La Chine, quant à elle, ne disait rien. Il y avait longtemps que son économie, sa culture, sa démographie dépendait entièrement de la « politique de la mort », selon l’expression consacré en Occident. Les richesses qu’accumulait le pays, et autour de lui l’Inde, le Japon et certaines zones russes qui avaient échappé au contrôle de Moscou, ces richesses étaient largement ignorées des autres parties du monde ; on s’était lancé, en Chine, dans un programme colossal, et les premiers effets commençaient tout juste à apparaître : tandis qu’ailleurs, et surtout sur le continent américain, on vivait dans un confort insensé, en Extrême-Orient rien n’avait changé ; mais on travaillait jusqu’à la mort, on faisait marcher les usines à plein régime, et on prenait soin de ne pas dépenser un seul yen inutile.
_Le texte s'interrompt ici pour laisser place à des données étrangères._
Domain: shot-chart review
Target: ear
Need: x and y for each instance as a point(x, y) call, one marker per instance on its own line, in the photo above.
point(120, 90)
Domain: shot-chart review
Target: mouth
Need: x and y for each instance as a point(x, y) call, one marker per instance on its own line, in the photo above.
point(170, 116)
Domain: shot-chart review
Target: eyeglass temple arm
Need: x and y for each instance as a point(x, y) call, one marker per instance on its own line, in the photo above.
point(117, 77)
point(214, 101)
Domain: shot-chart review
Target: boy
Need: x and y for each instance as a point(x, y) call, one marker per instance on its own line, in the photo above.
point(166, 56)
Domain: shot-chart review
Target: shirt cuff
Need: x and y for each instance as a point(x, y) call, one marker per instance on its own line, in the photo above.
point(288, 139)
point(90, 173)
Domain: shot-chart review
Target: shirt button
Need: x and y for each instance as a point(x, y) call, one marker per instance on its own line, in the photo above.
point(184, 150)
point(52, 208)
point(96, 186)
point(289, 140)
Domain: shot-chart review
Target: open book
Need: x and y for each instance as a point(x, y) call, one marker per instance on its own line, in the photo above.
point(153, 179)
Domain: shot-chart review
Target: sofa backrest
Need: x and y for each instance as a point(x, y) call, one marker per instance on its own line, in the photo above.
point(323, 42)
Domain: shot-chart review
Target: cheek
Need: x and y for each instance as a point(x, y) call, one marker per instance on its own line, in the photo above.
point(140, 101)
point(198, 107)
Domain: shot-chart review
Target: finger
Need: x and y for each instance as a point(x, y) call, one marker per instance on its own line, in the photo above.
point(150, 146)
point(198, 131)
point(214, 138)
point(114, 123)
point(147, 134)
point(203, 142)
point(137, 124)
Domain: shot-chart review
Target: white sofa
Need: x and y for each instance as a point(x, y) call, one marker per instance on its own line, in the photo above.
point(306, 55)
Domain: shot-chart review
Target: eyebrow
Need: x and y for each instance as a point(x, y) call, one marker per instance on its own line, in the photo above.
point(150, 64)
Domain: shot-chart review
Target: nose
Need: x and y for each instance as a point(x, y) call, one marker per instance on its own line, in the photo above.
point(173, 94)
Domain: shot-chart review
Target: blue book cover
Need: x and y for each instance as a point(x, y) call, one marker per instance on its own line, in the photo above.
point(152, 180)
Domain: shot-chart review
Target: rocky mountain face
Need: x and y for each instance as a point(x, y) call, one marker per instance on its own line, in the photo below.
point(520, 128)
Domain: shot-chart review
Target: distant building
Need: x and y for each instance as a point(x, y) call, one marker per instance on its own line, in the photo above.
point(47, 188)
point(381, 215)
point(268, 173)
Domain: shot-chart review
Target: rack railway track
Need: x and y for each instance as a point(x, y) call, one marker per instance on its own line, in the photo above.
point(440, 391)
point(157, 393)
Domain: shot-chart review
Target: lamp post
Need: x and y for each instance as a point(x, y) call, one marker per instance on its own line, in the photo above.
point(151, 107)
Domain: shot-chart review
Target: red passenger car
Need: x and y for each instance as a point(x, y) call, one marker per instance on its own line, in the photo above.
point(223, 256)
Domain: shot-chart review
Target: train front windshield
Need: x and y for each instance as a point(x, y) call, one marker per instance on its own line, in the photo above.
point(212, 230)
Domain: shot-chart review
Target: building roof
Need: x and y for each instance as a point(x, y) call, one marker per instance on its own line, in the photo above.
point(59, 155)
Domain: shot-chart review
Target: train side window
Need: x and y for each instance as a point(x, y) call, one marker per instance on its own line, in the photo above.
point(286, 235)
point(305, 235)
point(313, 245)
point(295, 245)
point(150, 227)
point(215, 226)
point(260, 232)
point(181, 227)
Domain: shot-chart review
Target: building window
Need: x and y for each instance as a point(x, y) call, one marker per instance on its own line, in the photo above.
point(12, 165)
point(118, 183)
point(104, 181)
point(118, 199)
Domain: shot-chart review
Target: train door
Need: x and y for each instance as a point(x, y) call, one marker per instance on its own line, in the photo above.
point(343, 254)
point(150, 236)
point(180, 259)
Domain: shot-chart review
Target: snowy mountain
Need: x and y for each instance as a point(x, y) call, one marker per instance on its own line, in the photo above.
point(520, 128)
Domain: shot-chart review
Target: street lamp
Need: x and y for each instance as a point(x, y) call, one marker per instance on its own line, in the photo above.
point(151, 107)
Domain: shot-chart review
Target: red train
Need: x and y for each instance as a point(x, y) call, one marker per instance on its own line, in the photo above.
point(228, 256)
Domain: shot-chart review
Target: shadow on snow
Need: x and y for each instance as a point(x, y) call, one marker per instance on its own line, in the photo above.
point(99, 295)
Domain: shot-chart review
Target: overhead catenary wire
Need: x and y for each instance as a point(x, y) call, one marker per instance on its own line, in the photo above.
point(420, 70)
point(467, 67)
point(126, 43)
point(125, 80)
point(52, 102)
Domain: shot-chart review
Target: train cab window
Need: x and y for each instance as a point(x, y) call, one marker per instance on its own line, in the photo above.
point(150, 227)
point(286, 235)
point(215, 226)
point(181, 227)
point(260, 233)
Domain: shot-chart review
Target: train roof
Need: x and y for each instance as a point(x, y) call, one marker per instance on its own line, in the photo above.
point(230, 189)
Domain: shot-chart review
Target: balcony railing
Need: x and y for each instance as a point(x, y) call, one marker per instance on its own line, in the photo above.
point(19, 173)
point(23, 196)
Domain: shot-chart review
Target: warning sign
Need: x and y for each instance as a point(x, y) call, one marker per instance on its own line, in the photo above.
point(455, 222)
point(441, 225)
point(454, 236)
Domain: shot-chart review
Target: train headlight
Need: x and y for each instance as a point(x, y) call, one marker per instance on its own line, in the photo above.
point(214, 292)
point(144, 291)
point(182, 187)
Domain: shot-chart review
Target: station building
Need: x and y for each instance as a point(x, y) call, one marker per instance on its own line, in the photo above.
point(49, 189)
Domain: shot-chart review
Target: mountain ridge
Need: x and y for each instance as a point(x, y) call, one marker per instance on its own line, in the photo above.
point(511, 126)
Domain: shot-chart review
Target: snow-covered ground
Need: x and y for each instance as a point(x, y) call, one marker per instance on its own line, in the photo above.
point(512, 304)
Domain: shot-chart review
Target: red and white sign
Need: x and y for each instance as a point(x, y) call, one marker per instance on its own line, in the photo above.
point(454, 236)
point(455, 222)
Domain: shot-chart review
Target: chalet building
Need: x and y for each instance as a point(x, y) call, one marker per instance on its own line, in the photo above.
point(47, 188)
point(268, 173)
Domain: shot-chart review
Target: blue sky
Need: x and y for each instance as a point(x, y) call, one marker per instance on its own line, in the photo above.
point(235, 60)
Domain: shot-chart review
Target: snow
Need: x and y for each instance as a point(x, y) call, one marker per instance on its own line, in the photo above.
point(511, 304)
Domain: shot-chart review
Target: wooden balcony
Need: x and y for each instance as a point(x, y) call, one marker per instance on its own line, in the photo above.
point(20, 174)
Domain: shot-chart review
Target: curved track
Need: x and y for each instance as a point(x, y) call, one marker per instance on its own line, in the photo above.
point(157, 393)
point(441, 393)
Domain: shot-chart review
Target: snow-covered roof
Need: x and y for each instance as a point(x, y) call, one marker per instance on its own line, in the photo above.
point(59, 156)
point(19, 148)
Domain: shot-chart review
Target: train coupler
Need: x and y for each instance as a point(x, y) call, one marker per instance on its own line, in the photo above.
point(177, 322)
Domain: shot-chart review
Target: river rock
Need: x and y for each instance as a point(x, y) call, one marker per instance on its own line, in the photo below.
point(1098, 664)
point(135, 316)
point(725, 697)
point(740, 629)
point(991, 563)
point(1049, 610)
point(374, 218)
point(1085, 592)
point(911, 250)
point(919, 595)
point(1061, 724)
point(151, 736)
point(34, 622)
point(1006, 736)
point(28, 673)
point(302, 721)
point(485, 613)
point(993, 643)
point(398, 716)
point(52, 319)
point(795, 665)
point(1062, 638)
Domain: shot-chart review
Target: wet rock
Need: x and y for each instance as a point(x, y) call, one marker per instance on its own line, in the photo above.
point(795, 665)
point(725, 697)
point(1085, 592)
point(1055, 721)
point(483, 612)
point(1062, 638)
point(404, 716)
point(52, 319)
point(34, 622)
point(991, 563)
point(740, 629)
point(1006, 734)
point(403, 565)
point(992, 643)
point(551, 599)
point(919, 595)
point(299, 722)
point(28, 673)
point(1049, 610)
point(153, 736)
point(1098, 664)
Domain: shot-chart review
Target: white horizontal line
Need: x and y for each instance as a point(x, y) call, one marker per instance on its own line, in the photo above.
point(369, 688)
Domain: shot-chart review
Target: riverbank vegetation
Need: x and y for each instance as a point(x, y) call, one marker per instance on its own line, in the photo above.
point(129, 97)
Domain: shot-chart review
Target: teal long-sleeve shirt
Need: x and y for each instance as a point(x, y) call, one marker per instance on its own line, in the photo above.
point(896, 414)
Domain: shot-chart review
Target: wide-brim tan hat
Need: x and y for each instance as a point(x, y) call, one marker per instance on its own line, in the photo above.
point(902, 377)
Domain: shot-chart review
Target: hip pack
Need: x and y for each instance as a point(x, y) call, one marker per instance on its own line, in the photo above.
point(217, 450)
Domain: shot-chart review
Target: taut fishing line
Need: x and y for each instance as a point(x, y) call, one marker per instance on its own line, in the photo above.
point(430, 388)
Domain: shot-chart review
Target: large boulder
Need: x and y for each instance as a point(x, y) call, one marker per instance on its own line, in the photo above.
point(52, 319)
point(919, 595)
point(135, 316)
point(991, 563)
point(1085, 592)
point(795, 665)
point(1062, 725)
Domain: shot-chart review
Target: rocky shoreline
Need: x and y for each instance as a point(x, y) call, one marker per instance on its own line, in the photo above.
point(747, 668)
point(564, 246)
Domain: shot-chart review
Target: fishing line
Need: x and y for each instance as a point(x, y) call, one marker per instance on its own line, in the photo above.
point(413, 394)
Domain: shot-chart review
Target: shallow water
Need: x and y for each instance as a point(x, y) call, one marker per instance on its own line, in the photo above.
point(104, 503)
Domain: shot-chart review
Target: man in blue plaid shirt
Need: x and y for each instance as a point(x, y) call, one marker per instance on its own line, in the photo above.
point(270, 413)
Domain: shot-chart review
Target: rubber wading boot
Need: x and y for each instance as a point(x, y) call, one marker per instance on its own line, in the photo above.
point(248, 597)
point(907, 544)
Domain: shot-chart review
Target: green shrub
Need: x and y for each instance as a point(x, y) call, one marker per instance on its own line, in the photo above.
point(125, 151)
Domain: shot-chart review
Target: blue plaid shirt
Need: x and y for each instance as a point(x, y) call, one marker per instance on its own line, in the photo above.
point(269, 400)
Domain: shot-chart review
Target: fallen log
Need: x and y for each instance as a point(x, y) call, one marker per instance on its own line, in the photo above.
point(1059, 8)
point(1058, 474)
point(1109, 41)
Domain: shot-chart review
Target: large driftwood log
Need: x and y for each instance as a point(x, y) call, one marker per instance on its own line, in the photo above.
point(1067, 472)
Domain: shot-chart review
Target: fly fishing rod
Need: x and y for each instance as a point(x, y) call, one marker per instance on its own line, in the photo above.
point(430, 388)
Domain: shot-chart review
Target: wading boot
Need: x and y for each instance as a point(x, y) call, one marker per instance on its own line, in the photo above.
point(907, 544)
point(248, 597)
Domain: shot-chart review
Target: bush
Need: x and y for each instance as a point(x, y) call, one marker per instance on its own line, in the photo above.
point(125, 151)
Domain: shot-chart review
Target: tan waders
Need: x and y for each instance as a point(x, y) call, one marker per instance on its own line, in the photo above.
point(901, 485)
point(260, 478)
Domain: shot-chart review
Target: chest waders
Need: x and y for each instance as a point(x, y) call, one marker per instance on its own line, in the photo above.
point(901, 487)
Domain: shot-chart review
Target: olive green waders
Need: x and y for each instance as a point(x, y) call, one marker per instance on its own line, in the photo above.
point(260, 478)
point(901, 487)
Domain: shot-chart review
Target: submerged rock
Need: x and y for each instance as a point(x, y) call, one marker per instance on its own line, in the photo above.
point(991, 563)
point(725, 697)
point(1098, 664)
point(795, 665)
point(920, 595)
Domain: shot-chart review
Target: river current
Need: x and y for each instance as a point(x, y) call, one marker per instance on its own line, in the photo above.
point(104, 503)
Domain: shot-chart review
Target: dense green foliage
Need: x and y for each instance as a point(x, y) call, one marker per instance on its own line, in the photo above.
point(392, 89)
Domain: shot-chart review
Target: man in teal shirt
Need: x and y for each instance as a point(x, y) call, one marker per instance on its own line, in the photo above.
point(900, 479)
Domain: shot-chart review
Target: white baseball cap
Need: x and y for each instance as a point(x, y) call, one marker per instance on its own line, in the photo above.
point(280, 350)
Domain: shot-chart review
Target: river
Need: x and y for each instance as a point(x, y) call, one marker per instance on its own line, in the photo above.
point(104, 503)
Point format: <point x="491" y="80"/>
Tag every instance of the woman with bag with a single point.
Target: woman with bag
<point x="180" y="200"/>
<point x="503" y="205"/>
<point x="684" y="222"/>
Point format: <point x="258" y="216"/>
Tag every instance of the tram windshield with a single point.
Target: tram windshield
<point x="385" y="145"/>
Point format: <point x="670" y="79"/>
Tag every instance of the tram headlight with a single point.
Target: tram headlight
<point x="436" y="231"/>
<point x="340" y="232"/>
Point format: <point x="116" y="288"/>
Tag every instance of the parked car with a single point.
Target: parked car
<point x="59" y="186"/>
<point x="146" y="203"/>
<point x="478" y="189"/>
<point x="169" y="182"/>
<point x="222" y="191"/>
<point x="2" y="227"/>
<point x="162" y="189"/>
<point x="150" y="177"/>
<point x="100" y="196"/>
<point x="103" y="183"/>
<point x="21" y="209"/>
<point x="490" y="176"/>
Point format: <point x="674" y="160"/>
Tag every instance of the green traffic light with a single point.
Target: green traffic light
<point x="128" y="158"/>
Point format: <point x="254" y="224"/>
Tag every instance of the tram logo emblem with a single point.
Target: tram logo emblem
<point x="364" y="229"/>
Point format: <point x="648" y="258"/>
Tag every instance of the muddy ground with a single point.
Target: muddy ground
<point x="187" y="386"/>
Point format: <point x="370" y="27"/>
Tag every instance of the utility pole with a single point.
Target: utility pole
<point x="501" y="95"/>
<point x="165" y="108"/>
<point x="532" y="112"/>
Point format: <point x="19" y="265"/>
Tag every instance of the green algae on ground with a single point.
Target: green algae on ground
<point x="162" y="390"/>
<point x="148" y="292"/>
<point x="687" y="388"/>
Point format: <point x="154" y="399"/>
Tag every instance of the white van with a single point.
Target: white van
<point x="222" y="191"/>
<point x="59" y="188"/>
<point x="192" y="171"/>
Sans qu’aucun rapprochement officiel ne fût déclaré, les jeunes européens commencèrent à admirer le réalisme chinois. On se mit à discuter sérieusement des quotas de morts à instaurer. Certains furent jugés trop timides, et l’heure était aux réformes d’envergure : à partir de cinquante ans, on n’était plus jeune, on avait fait son temps, il fallait accepter la volonté du peuple et mourir. Il y eut peu de voix, au sein de ces furieux anarchistes, pour réclamer plus de clémence ; et dans de nombreux pays, les exécutions reprirent, touchant l’un après l’autre tous les secteurs d’activité. On avait besoin de faire de la place, on en faisait : il était temps, disait-on à tout bout de champ, de passer aux choses sérieuses.
Alors, l’hypocrisie de la non-violence fut à son comble. On ne tuait personne : c’était chacun qui mourait, par respect pour ceux qui étaient déjà morts et par bienveillance pour les vivants. Sur les places des villes, les portails étaient un endroit où admirer les condamnés, qui se reconnaissaient entre eux par leurs cheveux grisonnants : on montait sur la belle estrade surélevée, on restait là quelques minutes, inspiré par les regards sympathiques des passants, on échangeait une belle phrase, de loin, avec ceux qui en avaient encore pour quelques années ; on prenait une large inspiration, puis on entrait dans le portail. Tout le monde était content.